Alors qu’une nouvelle canicule s’abat sur la Suisse et que le bilan des chaleurs extrêmes de juin fait déjà état de 1300 mort·es en Europe, nos dirigeant·es se montrent écœurant·es d’opportunisme.
Notre ministre de l’Environnement, Albert Rösti, s’est empressé d’instrumentaliser la canicule pour promouvoir la construction de nouvelles centrales nucléaires, combattue par référendum. Le conseiller fédéral UDC s’est projeté en dissident du parti, admettant sur les ondes de la SRF que la vague de chaleur était un «signe évident de l’évolution du climat» et qu’il fallait «poursuivre la sortie des énergies fossiles».
L’Office fédéral de la statistique a enregistré une hausse de 16% de la mortalité chez les personnes âgées entre le 22 et le 28 juin. Les services d’urgence ont été mis sous pression. Les feux se multiplient dans toute la Suisse. Onze hectares de champs d’orge sont partis en fumée dans la plaine de l’Orbe et, près de La Chaux-de-Fonds, un feu de forêt a mobilisé les pompiers durant près d’une semaine.
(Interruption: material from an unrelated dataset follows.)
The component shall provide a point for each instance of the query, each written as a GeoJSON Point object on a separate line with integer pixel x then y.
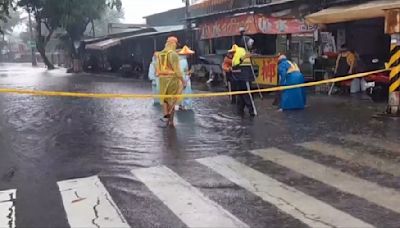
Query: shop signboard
{"type": "Point", "coordinates": [253, 24]}
{"type": "Point", "coordinates": [267, 70]}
Albert Rösti affirme pourtant «qu’il ne faut pas peindre un scénario catastrophe pour quelques jours à 34 ou 35 degrés». Sa «priorité reste l’approvisionnement énergétique du pays». Il se vante d’avoir mené le pays sur la voie de la décarbonation.
Il faut être amnésique pour lire cela sans broncher. Albert Rösti est un lobbyiste du pétrole. Avant d’accéder au gouvernement, il a présidé Swissoil, l’organisation faîtière des négociants en combustibles, ainsi que l’organisation des importateurs de voitures (Auto-Suisse). Son bilan à la tête de l’Office fédéral de l’environnement depuis 2023 est une catastrophe. Il contribue à rendre notre terre invivable.
Il n’a cessé d’apporter son soutien aux projets d’extension d’autoroutes au détriment d’investissements dans les transports publics. Il a renoncé à fixer des valeurs limites à quatre pesticides, dont la deltaméthrine, hautement toxique pour la faune aquatique. Comme ses collègues du Conseil fédéral, il a vivement combattu le fonds climat, l’initiative pour la biodiversité et l’initiative pour la responsabilité environnementale. Et son ordonnance sur la chasse a permis d’abattre des meutes de loups. La liste n’est pas exhaustive.
On pourrait rire de l’absurdité de ses mensonges si l’attentisme climatique ne menaçait pas déjà nos conditions de vie sur Terre. «Au sein de l’UDC, personne ne nie le changement climatique», affirme le pyromane qui joue au pompier. C’est vrai, le premier parti du pays nie uniquement la responsabilité humaine. Son président actuel, Marcel Dettling, affirmait en 2024 que «réduire les émissions de CO2 n’aura pratiquement aucun effet sur le climat».
Espérons que cet été apocalyptique nous sorte du déni climatique. Comme l’affirme le GIEC, chaque dixième de degré compte, si bien que chaque geste épargnera des vies.